Showmax hosted a small gathering at the Morrells Boutique Estate in Northcliff to launch the ultimate episode of Somizi and Mohale – The Union, this week. Last month the show broke the record for the most views on its first day of streaming.
Somizi Mhlongo strolls into the venue very relaxed. He puts his Louis Vuitton tote bag down, after smoking a cigarette in the luxurious garden.
Then he shares his concerns about the Covid-19 coronavirus breakout and how, on the plane to Johannesburg, he was scared to fall asleep and inadvertently touch his seat belt buckle or the arm rest.
His better half Mohale Motaung saunters in wearing shorts, a turquoise hat and matching satin shirt. Once settled they explain what they have been up to since tying the knot in September last year and the experience of sharing their lives.
Sho, one thing people don’t talk about is that marriage is not the honeymoon phase throughout
Mohale jumps in first: “I think the traditional wedding was the most important [ceremony]. It brought families together.”
Somizi chimes in: “And the ancestors.”
“Yes, that too. And it was a ceremony even though we did film it. But it was away from the public [eye] and we got to realise that there is love from the family and even people who never understood what homosexuality is. Not that it’s their fault as we grew up in communities where we don’t know what being gay is. They’re really trying to be understanding and accommodating.”
Holding his husband’s hand, Somizi explains: “For me, what we’ve managed to keep us going was not formalising how we live and how we speak to each other or the language of love [we use] or having fun. We wanted everything to be a continuation, still keeping the foundation of why we got together [in the first place] and what makes us really enjoy each other’s company in sharing this life thing together.”
Somizi says they were trying to avoid the contractual obligations of marriage and how these could impact their relationship. But he says it’s like they’re still dating and clubbing. The only major difference is that now they are building a financial empire together.

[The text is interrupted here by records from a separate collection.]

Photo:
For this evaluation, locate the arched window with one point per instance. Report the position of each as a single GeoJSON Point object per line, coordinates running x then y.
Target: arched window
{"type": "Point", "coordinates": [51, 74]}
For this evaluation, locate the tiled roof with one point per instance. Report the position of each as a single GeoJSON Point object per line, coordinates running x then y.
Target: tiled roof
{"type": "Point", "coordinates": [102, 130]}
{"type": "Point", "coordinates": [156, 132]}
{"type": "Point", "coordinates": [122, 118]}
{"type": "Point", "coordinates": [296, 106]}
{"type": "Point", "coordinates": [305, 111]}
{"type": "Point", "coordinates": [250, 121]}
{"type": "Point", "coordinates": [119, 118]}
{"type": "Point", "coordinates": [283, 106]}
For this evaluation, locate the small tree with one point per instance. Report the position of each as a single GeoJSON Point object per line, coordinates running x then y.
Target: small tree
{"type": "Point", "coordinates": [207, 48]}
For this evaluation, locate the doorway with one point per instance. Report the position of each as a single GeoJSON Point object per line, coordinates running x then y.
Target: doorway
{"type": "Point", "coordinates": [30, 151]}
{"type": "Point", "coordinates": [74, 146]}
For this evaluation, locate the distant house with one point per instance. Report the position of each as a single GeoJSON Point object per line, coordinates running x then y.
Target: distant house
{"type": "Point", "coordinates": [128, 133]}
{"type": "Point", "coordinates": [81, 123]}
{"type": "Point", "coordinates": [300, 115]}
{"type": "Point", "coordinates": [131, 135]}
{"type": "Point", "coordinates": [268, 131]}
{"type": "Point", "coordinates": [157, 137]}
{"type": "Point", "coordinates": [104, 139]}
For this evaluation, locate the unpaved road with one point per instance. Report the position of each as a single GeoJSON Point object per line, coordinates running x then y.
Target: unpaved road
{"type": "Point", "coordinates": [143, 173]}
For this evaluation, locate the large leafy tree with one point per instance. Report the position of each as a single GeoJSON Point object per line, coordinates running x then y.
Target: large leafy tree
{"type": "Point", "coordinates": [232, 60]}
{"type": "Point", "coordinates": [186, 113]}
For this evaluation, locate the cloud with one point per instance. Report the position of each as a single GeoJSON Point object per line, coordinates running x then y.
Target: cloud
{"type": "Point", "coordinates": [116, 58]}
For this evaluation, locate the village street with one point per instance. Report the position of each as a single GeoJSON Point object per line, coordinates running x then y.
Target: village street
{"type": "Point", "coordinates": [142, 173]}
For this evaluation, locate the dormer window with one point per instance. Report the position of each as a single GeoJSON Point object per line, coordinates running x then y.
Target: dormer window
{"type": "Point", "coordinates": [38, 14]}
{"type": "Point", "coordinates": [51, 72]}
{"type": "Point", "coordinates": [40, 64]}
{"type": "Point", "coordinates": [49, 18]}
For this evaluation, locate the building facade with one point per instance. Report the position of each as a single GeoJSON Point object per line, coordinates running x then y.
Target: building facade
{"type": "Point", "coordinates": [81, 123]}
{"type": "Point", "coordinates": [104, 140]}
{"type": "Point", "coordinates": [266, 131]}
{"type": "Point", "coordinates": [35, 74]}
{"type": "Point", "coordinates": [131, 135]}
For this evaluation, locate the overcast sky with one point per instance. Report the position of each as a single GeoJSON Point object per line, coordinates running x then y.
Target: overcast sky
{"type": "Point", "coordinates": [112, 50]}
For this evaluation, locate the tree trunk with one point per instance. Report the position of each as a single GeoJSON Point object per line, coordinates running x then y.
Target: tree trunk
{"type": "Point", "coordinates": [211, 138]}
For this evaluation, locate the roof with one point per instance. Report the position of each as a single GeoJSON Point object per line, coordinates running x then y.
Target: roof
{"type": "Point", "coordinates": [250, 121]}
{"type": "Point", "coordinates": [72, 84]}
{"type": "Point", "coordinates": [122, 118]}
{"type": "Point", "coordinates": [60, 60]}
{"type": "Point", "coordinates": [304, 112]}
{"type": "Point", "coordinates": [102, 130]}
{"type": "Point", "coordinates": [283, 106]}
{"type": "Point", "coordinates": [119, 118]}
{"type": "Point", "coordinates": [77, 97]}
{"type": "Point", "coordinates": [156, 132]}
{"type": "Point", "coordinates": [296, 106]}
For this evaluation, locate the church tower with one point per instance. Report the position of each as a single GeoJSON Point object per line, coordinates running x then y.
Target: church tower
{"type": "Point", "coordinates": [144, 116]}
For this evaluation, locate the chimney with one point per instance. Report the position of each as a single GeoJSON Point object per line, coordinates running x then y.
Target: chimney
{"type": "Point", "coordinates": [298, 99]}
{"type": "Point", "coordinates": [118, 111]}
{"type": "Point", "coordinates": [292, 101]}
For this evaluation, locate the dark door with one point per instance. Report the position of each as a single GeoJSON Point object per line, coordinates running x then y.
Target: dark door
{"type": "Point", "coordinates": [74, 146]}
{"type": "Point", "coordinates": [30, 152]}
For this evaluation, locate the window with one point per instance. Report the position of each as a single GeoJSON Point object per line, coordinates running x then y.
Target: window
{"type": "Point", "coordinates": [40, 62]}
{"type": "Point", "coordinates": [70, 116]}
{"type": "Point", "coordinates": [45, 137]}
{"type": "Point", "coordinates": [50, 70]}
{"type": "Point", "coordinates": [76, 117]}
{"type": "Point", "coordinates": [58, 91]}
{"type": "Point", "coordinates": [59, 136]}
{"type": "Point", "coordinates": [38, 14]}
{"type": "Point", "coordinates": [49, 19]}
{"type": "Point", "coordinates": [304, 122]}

The pair has had to learn to tolerate certain things and make compromises, as is the nature of marriage. “Sho, one thing people don’t talk about is that marriage is not the honeymoon phase throughout. For both of us, it’s our first marriage. So it’s not like I have experience and I can navigate my way [through this]. We are both new to it, so things still come as a shock,” says Somizi.
He says he relates more with Mohale now. For instance, when Mohale is upset, it’s best to allow him some breathing space before discussing it, which is a compromise Somizi has learnt.
“I have personally learnt to dissect certain things. When you do things in a particular way, you expect other people to just understand you even though you haven’t taken the time to explain the kind of person you are or how you like things done,” says Mohale.
He says he may not always have been the most expressive person, but having the motivation to ensure his marriage works has helped him relate to other people as well – by expressing his point of view more.
What about the opposition they experienced when they decided to get married, in such a publicised way?
“In the beginning there was a lot of negativity and a lot of questions. There were a lot of ‘nos’ from certain family members. They were shocked as I think people have their own expectations for who you should date and who is right for you – irrespective of whether you want that or not.
“They also didn’t understand what was going through our hearts and minds or our decisions. But with time, and accepting that it really was not about them, they were able to forget about themselves and focus on what they saw [in us],” says Mohale.
Family members were invited and attended the wedding and have given the union their blessing.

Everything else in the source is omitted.